A recent report by Konno, et al emphasizes the significance of color Doppler in detecting the defect in the gallbladder wall as a flow signal passing through the perforated site.

The case illustrated here shows irregular, linear echogenic material along the gallbladder wall, which raises a suspicion for sloughed mucosa. However, adherent or linear sludge can also create this appearance and pathologic proof is lacking in this case. No fluid collections were seen in the area around the gallbladder, so the ultrasound did not specifically suggest perforation but in the presence of a sloughed lining it should be considered a possibility.  A CT scan performed the following day, after the patient experienced another episode of severe right upper quadrant pain, showed the defects in the gallbladder wall due to perforation. Ultrasound and CT findings are almost comparable in the detection of perforation, although certain studies find CT to be superior.

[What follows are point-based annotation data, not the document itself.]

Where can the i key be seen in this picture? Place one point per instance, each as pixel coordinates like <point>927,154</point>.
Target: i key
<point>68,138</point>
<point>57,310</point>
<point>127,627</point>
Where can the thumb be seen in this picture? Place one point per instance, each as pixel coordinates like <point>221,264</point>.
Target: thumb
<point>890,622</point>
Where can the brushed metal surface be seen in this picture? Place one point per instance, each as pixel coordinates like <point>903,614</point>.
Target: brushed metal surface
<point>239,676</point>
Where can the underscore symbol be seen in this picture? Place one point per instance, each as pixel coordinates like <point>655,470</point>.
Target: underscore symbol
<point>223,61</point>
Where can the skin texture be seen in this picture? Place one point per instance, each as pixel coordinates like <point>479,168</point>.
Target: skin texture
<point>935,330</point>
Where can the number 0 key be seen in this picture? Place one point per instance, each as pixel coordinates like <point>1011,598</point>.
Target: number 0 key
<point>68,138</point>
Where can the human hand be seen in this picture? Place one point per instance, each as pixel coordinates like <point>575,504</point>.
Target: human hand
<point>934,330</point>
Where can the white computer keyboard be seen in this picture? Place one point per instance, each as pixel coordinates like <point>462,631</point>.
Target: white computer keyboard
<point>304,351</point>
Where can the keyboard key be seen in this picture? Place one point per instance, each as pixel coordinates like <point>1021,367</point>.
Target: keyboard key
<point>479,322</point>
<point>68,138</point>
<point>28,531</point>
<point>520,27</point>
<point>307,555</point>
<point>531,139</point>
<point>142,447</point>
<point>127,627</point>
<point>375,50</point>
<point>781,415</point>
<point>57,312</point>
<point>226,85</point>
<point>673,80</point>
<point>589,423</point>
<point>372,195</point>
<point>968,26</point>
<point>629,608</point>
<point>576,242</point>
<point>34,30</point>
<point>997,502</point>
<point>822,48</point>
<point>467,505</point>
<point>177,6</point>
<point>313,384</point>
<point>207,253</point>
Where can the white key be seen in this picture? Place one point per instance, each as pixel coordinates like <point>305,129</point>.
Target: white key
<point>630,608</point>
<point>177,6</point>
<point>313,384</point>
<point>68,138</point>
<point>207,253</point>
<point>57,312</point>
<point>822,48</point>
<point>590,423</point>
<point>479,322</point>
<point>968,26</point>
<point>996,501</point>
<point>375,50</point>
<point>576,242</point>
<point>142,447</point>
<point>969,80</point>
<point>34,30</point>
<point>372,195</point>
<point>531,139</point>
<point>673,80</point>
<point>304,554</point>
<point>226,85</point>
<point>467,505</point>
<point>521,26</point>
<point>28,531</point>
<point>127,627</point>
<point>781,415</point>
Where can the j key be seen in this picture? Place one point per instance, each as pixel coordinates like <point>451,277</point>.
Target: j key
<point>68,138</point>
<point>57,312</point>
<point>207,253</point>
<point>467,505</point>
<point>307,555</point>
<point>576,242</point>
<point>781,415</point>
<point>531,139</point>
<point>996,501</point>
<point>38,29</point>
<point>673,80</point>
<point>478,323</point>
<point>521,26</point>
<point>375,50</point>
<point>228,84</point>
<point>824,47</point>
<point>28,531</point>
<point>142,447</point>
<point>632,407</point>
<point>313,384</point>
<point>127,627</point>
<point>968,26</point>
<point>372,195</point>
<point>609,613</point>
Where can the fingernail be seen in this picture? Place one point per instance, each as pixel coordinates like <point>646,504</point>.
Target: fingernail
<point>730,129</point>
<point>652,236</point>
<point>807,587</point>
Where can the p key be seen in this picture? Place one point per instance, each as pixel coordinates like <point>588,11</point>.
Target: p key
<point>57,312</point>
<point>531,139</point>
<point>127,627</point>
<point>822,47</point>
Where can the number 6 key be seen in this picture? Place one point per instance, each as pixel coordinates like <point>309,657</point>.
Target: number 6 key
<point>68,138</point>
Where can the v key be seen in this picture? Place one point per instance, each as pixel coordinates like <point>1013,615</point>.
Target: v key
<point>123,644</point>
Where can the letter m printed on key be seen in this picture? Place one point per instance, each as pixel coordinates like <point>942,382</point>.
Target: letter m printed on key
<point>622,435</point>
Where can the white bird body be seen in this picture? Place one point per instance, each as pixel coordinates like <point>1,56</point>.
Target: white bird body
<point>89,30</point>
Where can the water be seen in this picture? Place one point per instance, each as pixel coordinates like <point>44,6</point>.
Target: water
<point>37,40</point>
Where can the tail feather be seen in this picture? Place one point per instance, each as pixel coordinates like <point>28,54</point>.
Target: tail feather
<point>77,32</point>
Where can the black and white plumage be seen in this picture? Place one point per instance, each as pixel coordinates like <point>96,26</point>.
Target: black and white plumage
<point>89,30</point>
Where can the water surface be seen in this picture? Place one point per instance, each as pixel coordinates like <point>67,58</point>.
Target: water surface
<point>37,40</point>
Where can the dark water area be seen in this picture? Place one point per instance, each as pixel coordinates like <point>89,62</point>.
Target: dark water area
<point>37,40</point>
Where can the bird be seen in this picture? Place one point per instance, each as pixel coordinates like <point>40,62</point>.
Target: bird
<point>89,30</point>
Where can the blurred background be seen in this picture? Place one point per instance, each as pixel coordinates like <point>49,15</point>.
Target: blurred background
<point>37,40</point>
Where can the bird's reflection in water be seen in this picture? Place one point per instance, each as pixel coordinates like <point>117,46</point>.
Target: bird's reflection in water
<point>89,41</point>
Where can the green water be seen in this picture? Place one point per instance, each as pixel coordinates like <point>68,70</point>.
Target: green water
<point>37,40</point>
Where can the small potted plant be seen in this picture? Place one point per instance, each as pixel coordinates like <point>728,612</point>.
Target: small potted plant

Case References 1. Wales LR. Desquamated gallbladder mucosa: unusual sign of cholecystitis. AJR. 1982 Oct; 139: 810.
2. Forsberg L, Andersson R, et al. Ultrasonography and gallbladder perforation in acute cholecystitis. Acta Radiol. 1988 Mar-Apr; 29(2):203-5.
3. Madrazo BL, Francis I, et al. Sonographic findings in perforation of the gallbladder. AJR. 1982 Sep; 139(3):491-6.
4. Sood BP, Kalra N, et al. Role of sonography in the diagnosis of gallbladder perforation. J Clin Ultrasound. 2002 Jun; 30(5):270-4.
5. Konno K, Ishida H, et al. Gallbladder perforation: color Doppler findings. Abdom Imaging. 2002 Jan-Feb; 27(1):47-50.
6. Lameris JS, Jeekel J, et al. Percutaneous transhepatic cholecystostomy. ROFO Fortschr Geb Rontgenstr Nuklearmed. 1985 Jan; 142(1):80-2.
7. Jurkovich GJ, Dyess DL, et al. Cholecystostomy. Expected outcome in primary and secondary biliary disorders. Am Surg. 1988 Jan; 54(1):40-4.
Follow Up One day following the ultrasound, the patient started to complain of severe pain in the RUQ and a contrast enhanced CT scan was performed, which showed at least two areas of break in the gallbladder wall and a 4 cm pericholecystic collection compatible with perforated cholecystitis. Surgery was deferred due to the associated co-morbid conditions and ultrasound guided cholecystostomy was performed. Three hundered ml of purulent bilious fluid was drained. The gallbladder was opacified with a very small amount of contrast, which however, did not show the sites of rupture. The patient`s symptoms gradually resolved.